備前焼 やきもん屋 

備前焼・陶芸家の渡邊琢磨(わたなべたくま)です。陶芸、料理、音楽、路上観察……やきもん屋的発想のつれづれです。

美味しそうな原土

2007-01-11 21:21:45 | 陶芸

備前焼の粘土はヒヨセ、田土とも呼ばれるキメの細かい粘土です。この粘土は、流紋岩(火山岩)が風化分解し、それらが流出堆積したものです。現況では、田んぼの下の数メートルの場所に層となっています。その為、ヤキモノ屋さんは、田んぼをしていない冬季が粘土堀りのシーズンとなります。今では専門の業者が原土を掘り、その掘ったままの原土を入手するのが一般的となっています。

ひとくちに「ヒヨセ粘土」と言っても、採掘される場所によって耐火度、粒度、鉄分量など様々です。しかも、ほんの数メートル違うだけで性質が異なる事はよくあることです。

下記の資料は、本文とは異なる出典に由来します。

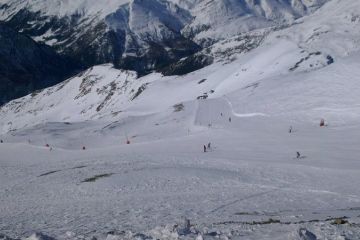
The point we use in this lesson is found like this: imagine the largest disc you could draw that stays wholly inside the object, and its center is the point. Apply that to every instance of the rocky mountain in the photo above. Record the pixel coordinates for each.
(144, 35)
(301, 68)
(26, 66)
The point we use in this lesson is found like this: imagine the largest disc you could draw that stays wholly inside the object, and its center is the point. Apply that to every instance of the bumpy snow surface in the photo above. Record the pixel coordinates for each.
(67, 171)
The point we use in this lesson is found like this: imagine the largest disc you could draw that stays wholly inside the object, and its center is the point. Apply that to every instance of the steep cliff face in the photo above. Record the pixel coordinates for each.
(143, 35)
(26, 66)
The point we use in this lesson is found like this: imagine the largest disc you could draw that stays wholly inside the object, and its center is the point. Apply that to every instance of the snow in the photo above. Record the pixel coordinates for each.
(249, 185)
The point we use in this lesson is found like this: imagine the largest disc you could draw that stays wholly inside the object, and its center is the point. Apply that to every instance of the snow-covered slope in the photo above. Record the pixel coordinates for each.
(143, 35)
(295, 67)
(125, 156)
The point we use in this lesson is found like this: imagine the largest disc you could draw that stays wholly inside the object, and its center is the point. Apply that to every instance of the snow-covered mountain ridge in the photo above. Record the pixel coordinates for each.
(249, 68)
(235, 146)
(143, 35)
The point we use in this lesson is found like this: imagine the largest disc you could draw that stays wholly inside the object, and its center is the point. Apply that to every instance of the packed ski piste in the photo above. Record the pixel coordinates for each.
(260, 144)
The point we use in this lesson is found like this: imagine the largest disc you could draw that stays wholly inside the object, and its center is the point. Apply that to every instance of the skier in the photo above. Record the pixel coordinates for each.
(322, 123)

その為に原土を掘っている現場で土を買うという事は、未知のものを買うわけで、結構なギャンブルです。

備前焼は釉薬を掛けない『無釉焼締め』という焼物なので、原土は重要です。それをどの様に精製するか、しないかも重要です。偶然の産物と言われる備前焼ですが、最終的なイメージに向けて組み立てていくプロセスの必然性が求められます。

写真は、小生が弟子時代にコツコツと買った原土。チョコレートみたいに美味しそうな色をしている。実際に粘土を食べて、その質をみるという方々もいらっしゃる。小生は食べても判らないので試し焼きをしますが……。鳩羽色のこの粘土は焼くと濃厚な緋色が発色する。ゴマ、サンギリの反応もすこぶる良いが、ヒダスキには不向き。使いみちを間違えると大変な事になってしまうので注意、注意。